De acordo com o instituto, a procura de uma casa ou apartamento por universitários é um dos fatores que mais influenciou o setor de locação de imóveis no mês de fevereiro. Na opinião do presidente do Inpespar, empresário Luiz Fernando Gottschild, da Imobiliária Razão, também há mais dinheiro no mercado, por isso a procura por compra do imóvel próprio tem sido maior, refletindo na locação.

No mês passado, o índice de locação sobre oferta para imóveis residenciais foi de 28,10% contra 23,95% que havia sido registrado no mesmo período em 2010. O imóvel-referência (apartamento de dois dormitórios) foi o que apresentou melhor índice, com 33,6% das locações. “Com aprovação no vestibular, não apenas o estudante, mas em algumas situações inclusive a família se muda para Curitiba”, constata Gottschild.

Preferências

A demora em se obter o aluguel de um imóvel-referência aponta para a preferência por pequenos apartamentos. Enquanto no ano passado demorava-se até 91 dias para alugar um apartamento considerado pequeno, neste ano, em fevereiro, a demora chegou a 84 dias, pelo constante  giro dos imóveis.

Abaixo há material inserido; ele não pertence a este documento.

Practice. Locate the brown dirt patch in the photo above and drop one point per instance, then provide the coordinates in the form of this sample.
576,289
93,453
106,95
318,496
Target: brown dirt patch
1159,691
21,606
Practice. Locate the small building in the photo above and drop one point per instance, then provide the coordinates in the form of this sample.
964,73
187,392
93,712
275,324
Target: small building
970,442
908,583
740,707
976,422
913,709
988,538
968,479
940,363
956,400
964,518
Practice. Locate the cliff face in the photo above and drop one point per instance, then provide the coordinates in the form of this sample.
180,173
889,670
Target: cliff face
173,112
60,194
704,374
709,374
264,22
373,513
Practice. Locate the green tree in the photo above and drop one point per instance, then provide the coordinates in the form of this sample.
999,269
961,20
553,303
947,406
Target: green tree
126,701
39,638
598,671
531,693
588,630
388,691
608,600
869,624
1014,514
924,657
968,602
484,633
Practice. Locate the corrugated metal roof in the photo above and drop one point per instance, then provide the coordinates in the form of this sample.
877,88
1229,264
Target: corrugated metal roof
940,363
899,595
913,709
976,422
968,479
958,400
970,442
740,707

Enquanto novos estudantes chegam, quem conclui um curso também volta para sua cidade de origem ou, outras vezes, tenta oportunidades profissionais em outros lugares. E esse movimento interfere na transação de imóveis nos primeiros meses do ano. “Há muitos estudantes que concluem o curso e retornam para suas cidades. Há empresários que são transferidos. As famílias preferem esperar a conclusão do ano letivo para trocar de residência”, informa o presidente do Inpespar. Para Gottschild, projetos governamentais, como o “Minha Casa, Minha Vida”, ainda não conseguiram influenciar o setor.

Inadimplência e venda de imóveis

A inadimplência da locação registrou queda de 2,2% em fevereiro, contra média de 2,5% verificada no ano de 2010. “O mercado imobiliário não responde de forma imediata às oscilações da economia”, ressalta o empresário. Atualmente estão sendo entregues imóveis que foram contratados e iniciados há dois ou três anos. “A mobilidade do setor é diferente porque precisa de tempo para conclusão de uma obra”, explica.

Segundo ele, a crise de falta de crédito nos Estados Unidos em 2009 não foi sentida pelo setor brasileiro, porque o número de construções aumentou consideravelmente nesse período.

Em relação à venda de imóveis usados sobre a oferta, houve queda em fevereiro (6,3%) na comparação com o ano anterior (8,3%). Mesmo assim é considerado pelo setor como um ótimo percentual. O imóvel que mais vendeu foi o apartamento de um dormitório (9,8%), seguido do imóvel-referência (dois dormitórios) com 7,9%.

O mês de fevereiro só perdeu, em imóveis colocados à venda (16.765), para o período de maio de 2010, quando o mercado ofertava 16.894 imóveis. Os residenciais são maioria: 14.137 do total de 16.765 registrados pelo instituto.